Volleyball

Moculescu bringt den Volleys die Ordnung zurück

Der neue Trainer weiß aber auch, woran noch zu arbeiten ist.

Das Geschehen stets im Blick: Volleys-Trainer Stelian Moculescu.

Das Geschehen stets im Blick: Volleys-Trainer Stelian Moculescu.

Foto: nph / Kurth / picture alliance / nordphoto

BERLIN.  Er kann es noch. Nach einer Pause von anderthalb Jahren hat Stelian Moculescu am Mittwochabend eindrucksvoll bewiesen, dass 40 Jahre Trainererfahrung nicht so leicht von der Hand zu weisen sind. „Einige meinen vielleicht, wir alten Trainer werden deppert, wenn wir über 60 Jahre alt sind, aber wir sind in der Birne noch ganz klar“, sagte der 67-Jährige nach seinem ersten Spiel als Trainer der BR Volleys. Bei seinem Debüt in Berlin zeigte der Rumäne gleich mehrere Gründe auf, wegen der Geschäftsführer Kaweh Niroomand ihn zum Hauptstadtklub geholt hat: Mit seinen 1,93 Metern ist Moculescu in dem eleganten schwarzen Anzug, den er bei offiziellen Spielen trägt, eine Autorität einflößende Erscheinung. Seine Kleidung ist dabei allerdings weniger relevant als seine Haltung, die den Spielern signalisiert: „Jetzt habe ich das Sagen.“ Von mangelnder Hierarchie und Ordnung, die Niroomand zuletzt unter Trainer Luke Reynolds kritisiert hatte, war beim Champions-League-Spiel gegen Kasan nichts zu spüren. Jüngere wie erfahrene Spieler suchten gleichermaßen seinen Blickkontakt und ließen sich von ihm durch die Partie leiten.

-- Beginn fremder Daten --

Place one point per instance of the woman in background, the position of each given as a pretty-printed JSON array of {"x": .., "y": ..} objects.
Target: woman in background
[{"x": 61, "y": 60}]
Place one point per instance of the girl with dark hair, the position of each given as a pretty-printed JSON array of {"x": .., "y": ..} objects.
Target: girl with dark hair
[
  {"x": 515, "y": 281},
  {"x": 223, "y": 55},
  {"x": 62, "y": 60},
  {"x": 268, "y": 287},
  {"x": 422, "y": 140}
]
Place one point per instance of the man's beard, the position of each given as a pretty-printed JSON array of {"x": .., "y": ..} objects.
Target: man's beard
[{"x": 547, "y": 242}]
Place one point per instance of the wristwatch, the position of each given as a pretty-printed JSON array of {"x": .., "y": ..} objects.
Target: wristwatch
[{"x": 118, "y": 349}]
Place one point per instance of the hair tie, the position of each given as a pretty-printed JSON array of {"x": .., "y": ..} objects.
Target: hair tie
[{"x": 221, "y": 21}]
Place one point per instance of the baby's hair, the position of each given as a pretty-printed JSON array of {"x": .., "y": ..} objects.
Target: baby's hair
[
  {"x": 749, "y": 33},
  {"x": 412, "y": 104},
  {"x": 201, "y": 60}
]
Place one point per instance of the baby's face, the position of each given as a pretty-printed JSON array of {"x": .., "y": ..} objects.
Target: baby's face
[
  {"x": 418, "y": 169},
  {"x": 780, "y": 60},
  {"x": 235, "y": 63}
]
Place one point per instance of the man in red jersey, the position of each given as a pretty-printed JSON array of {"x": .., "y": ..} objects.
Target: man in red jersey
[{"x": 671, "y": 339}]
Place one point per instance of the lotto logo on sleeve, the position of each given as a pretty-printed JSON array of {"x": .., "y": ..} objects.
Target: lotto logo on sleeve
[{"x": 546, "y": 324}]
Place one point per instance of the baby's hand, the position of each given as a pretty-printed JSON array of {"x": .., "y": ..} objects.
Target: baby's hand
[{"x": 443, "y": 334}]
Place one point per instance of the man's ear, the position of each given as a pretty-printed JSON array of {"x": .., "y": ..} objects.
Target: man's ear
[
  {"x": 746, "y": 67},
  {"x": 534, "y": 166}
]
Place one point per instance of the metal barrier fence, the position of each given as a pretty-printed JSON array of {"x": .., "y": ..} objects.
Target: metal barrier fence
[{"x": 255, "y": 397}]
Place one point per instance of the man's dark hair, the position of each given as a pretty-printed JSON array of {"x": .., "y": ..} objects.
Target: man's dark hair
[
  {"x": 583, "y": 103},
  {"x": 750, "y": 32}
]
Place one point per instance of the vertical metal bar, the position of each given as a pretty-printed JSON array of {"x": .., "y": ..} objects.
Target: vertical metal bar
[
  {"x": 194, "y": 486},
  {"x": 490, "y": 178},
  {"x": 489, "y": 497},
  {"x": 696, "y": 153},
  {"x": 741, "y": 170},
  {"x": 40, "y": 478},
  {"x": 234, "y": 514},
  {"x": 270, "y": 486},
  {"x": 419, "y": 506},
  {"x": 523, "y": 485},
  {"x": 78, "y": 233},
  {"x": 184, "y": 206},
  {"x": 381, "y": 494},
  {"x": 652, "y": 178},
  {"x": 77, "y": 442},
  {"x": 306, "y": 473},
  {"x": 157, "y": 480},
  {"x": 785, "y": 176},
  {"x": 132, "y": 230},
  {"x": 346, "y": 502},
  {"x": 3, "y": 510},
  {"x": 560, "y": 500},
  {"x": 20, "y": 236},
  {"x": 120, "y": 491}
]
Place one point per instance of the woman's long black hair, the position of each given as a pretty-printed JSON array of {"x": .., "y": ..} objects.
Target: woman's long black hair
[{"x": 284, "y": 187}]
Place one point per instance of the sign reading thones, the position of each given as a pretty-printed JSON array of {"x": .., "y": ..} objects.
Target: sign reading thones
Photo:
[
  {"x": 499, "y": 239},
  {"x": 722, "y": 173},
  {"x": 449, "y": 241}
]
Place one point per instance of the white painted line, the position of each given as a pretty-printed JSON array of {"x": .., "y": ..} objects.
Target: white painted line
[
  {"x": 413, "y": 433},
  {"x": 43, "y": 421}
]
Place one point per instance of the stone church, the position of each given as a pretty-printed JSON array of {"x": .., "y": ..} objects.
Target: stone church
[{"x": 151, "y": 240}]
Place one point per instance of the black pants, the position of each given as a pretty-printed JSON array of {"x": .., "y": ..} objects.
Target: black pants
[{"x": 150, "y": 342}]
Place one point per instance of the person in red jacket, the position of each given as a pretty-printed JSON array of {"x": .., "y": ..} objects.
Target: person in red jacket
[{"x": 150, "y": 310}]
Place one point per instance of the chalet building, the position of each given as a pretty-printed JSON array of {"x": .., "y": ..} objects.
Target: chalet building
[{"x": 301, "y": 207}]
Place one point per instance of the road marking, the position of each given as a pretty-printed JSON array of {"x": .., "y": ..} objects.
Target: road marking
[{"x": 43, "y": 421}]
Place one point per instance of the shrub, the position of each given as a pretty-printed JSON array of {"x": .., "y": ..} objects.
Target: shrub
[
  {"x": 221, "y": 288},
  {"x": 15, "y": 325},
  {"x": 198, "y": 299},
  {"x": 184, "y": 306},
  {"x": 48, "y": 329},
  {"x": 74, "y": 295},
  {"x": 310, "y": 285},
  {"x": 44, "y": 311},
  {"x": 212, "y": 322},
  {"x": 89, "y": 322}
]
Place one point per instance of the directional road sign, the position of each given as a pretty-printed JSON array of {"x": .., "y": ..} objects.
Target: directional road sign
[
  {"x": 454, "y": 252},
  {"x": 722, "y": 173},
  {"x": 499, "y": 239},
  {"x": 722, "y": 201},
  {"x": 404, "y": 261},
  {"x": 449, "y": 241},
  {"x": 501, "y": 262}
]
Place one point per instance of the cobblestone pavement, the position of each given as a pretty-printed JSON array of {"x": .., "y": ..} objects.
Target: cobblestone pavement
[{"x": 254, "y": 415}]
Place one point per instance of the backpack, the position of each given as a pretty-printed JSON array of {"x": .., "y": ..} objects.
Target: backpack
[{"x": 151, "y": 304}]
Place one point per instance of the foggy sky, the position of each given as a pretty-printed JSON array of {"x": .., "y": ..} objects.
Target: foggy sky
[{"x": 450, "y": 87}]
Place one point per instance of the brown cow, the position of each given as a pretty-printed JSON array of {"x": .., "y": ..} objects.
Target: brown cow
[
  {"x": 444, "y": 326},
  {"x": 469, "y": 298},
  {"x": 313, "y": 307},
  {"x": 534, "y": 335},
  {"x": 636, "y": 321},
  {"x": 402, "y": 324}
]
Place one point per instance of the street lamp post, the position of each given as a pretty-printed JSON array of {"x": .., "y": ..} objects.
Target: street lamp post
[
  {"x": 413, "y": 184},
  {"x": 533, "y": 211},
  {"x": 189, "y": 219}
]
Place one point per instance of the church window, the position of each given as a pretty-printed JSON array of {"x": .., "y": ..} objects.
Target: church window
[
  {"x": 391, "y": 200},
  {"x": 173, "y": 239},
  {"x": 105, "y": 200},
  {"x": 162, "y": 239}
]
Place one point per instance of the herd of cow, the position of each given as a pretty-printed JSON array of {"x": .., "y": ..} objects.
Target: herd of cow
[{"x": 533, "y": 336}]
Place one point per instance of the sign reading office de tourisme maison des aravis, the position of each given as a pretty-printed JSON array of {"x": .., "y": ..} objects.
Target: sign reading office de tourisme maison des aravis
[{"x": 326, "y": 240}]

Gegen Frankfurt soll nun Platz zwei gesichert werden

Mit einer ausgewogenen Mischung aus Gelassenheit und Strenge navigierte Moculescu das Team sicherlich noch nicht perfekt, aber doch sehr vielversprechend durch den Abend. „Ich habe mich sehr wohl gefühlt, ich denke, das haben die Jungs auch gemerkt“, sagte er. Für das Ligaspiel an diesem Sonnabend gegen die United Volleys (18.30 Uhr, Schmelinghalle) hat er aber noch Verbesserungspotenzial ausgemacht. „Das Erste, an dem wir arbeiten müssen, ist die Annahme. Dann kommt der Aufschlag. Ich möchte, dass die Jungs ein bisschen mehr Risiko nehmen und lernen, dass Fehler nicht bestraft werden.“

Damit verfolgt er ein ähnliches Konzept wie Bundestrainer Andrea Giani, der auch gern aggressiven Volleyball spielen lässt, während Vital Heynen, Moculescus Nachfolger beim VfB Friedrichshafen, mit einer Fehlervermeidungs-Strategie Erfolg sucht. Heynen steht mit seiner Philosophie derzeit an der Spitze der Bundesliga, die BR Volleys wollen sich nun mit einem Sieg gegen die Frankfurter Platz zwei als Ausgangspunkt für das Play-off sichern.

Der Trainerwechsel war auch für die Spieler ein Schock

Paul Carroll ist optimistisch: „Wenn wir den Killerinstinkt haben wie im dritten und vierten Satz gegen Kasan, werden wir definitiv gewinnen.“ In den Augen des Australiers blitzt wieder der Siegeswille, den er im bisherigen Saisonverlauf ab und an vermissen ließ. „Der Trainerwechsel war ein Schock für uns“, erklärt Carroll. Für seinen Landsmann Reynolds empfindet er tiefes Mitgefühl. „Er hat so hart für uns gearbeitet und alles gegeben“, sagt er. „Wir als Spieler haben die Leistung nicht gebracht. Wir mussten aufwachen, und dieser Schock, den der Trainerwechsel mit sich brachte, ist vielleicht genau das, was wir brauchten.“

Ein weiterer Aspekt, den Niroomand gern gesehen hat, war Moculescus Wechselstrategie. In der entscheidenden Phase des vierten Satzes brachte er den erst 18 Jahre alten Linus Weber, darüber hinaus kamen fast alle Ersatzspieler zum Einsatz. „Er hat das Potenzial auf der Bank gut ausgenutzt“, sagt Niroomand. Zuletzt war das Team unter Reynolds in eine erste und zweite Mannschaft zerfallen. „Wir wollen wieder mehr Zusammengehörigkeit und die kriegst du nur, wenn die Leute, die draußen stehen auch merken, dass sie gebraucht werden“, sagt Niroomand.